Lise estimated that the resulting two nuclei repel each other and gain a total
kinetic energy of about 200 million electron volts (MeV). This is a huge amount of energy when compared to the energy released in radioactive decay  (maximum about a few MeV) and chemical reactions (only of the order of a few eV). So, where does this energy come from? Lise worked out that the total mass of the products formed by the splitting of uranium nucleus would be slightly lower than its original mass plus the mass of neutron. This small difference, according to Einstein’s equivalence of mass and energy (E=mc2) could account for the energy released.
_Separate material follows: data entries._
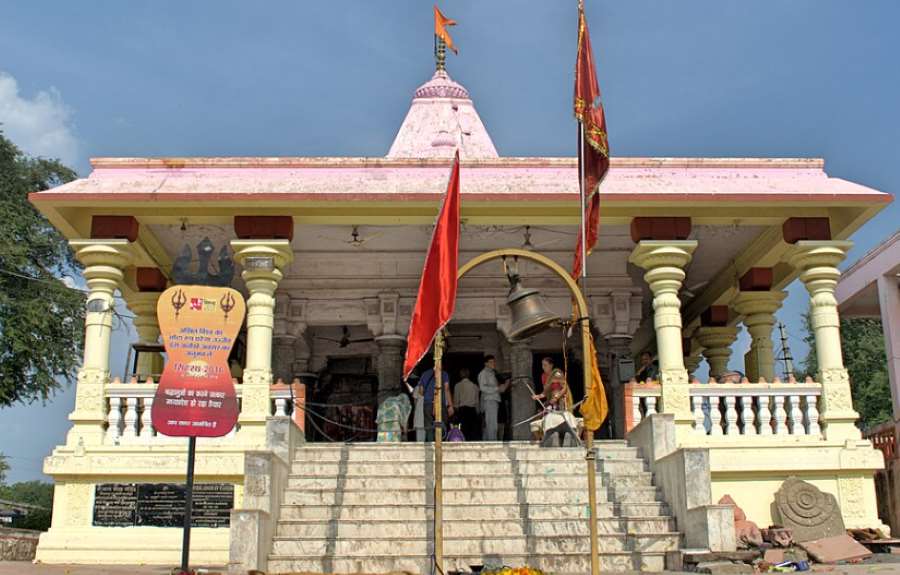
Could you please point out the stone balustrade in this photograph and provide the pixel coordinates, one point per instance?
(128, 408)
(738, 409)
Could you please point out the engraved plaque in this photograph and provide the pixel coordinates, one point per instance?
(161, 505)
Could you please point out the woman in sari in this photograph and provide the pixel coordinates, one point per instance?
(558, 424)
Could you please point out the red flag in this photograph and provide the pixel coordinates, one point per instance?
(595, 157)
(437, 288)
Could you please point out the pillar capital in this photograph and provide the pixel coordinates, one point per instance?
(716, 342)
(817, 261)
(664, 262)
(758, 309)
(263, 262)
(104, 263)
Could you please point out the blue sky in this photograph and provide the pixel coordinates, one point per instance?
(798, 78)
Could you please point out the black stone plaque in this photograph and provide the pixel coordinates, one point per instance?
(161, 505)
(115, 504)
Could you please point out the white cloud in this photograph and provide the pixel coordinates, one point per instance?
(40, 126)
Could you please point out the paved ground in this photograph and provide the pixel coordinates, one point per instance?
(878, 565)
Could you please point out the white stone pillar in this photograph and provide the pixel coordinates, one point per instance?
(817, 262)
(716, 342)
(104, 270)
(522, 405)
(758, 309)
(263, 262)
(390, 365)
(146, 322)
(664, 262)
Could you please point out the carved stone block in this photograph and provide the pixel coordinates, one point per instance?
(810, 513)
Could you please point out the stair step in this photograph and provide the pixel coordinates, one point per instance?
(370, 454)
(558, 564)
(608, 543)
(355, 529)
(423, 496)
(385, 482)
(366, 468)
(509, 512)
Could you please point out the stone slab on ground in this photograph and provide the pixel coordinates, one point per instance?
(724, 568)
(807, 511)
(28, 568)
(834, 549)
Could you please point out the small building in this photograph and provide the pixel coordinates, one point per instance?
(871, 288)
(691, 251)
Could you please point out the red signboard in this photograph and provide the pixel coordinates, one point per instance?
(196, 397)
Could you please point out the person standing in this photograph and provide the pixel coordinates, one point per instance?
(427, 384)
(490, 396)
(466, 396)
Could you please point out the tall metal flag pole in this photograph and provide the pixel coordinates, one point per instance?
(590, 456)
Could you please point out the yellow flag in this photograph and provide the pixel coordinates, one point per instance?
(594, 409)
(441, 23)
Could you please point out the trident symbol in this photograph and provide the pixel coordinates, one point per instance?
(227, 303)
(178, 301)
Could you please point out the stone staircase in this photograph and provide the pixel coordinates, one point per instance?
(369, 507)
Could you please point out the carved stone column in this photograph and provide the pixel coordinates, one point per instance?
(717, 342)
(664, 262)
(390, 365)
(521, 403)
(262, 262)
(758, 309)
(104, 271)
(817, 261)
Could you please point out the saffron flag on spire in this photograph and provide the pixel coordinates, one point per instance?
(595, 408)
(441, 23)
(437, 288)
(593, 152)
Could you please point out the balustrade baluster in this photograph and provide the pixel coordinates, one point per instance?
(146, 419)
(715, 416)
(731, 427)
(780, 416)
(765, 415)
(812, 415)
(699, 417)
(114, 420)
(796, 416)
(131, 418)
(748, 417)
(651, 405)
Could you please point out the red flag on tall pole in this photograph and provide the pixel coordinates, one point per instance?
(593, 147)
(437, 288)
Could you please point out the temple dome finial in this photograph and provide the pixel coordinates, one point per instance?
(442, 117)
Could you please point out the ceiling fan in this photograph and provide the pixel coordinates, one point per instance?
(345, 338)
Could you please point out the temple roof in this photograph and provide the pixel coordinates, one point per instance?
(440, 118)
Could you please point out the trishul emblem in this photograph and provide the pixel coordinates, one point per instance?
(227, 304)
(178, 301)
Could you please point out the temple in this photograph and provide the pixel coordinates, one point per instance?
(329, 251)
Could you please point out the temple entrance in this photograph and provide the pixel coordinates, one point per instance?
(344, 403)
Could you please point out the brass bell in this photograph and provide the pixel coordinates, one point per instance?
(528, 310)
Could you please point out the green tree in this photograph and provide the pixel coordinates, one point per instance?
(41, 318)
(862, 344)
(32, 493)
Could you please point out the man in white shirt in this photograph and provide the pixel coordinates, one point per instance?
(466, 395)
(490, 396)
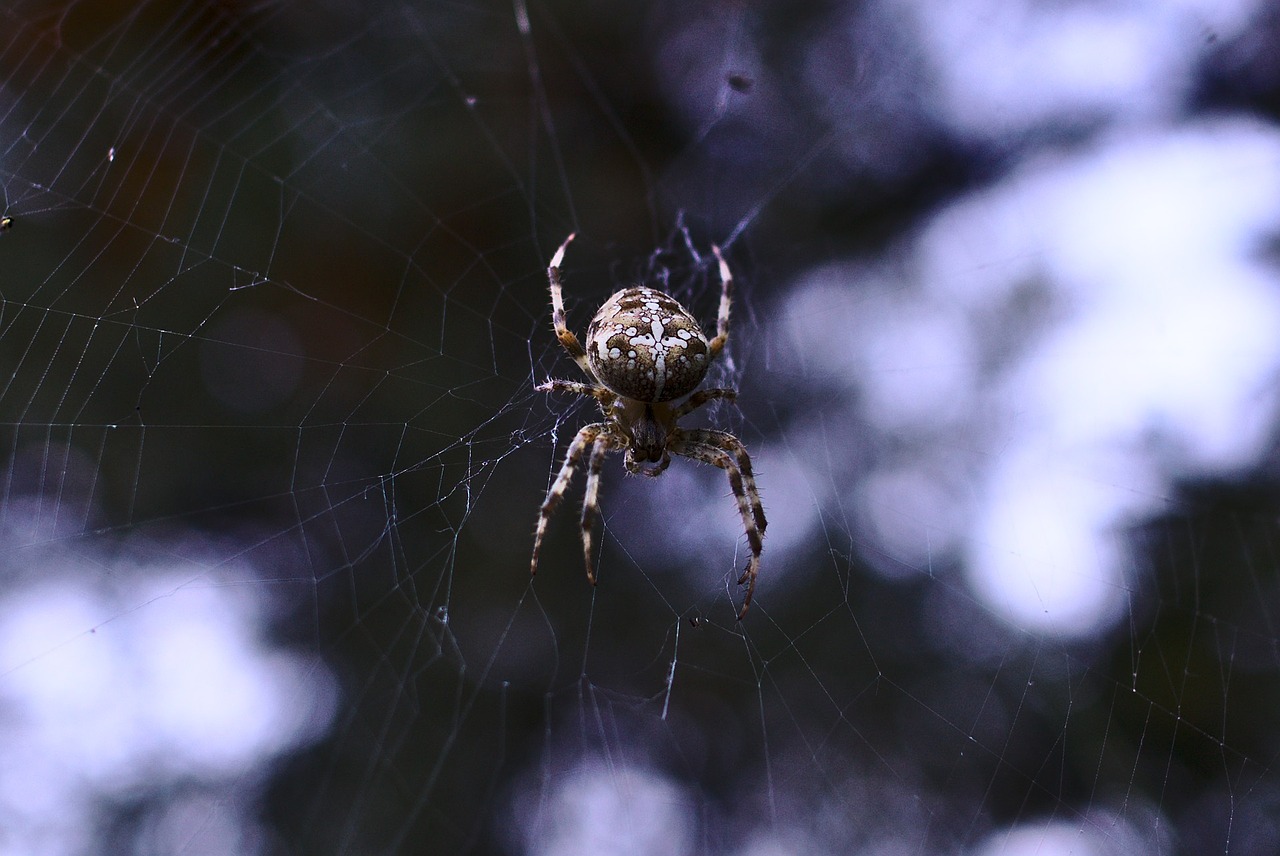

Thus, Lise and Otto (Frisch) correctly interpreted Otto (Hahn) and Fritz’s
findings, which is: on absorption of a slow neutron, the uranium nucleus splits into two lighter fragments, releasing in the process, an energy of about 200 MeV. Here was a new type of nuclear transmutation, much different from any known till then. Otto(Frisch) named it ‘nuclear fission’.

If one nuclear fission reaction of uranium could release so much energy, imagine the kind of explosive power millions of such reactions in an instant would generate! Hungarian physicist Leo Szilard suggested that if a fission chain reaction can be set up, the enormous amount of energy released can be harnessed for  military and civilian purposes. This was in 1939, the beginning of the Second World War. This possibility soon acquired enormous political significance and the race for harnessing nuclear energy for military purposes started.

What followed next was a mixed bag of development and destruction — the
construction of the first nuclear reactor, Chicago Pile-1 in 1942, testing of the first atomic bomb in New Mexico in July 1945, bombing of Hiroshima and Nagasaki with uranium-235 and plutonium-239 bombs (6th and 9th August 1945) and the subsequent cold wars and finally, the nuclear arms race.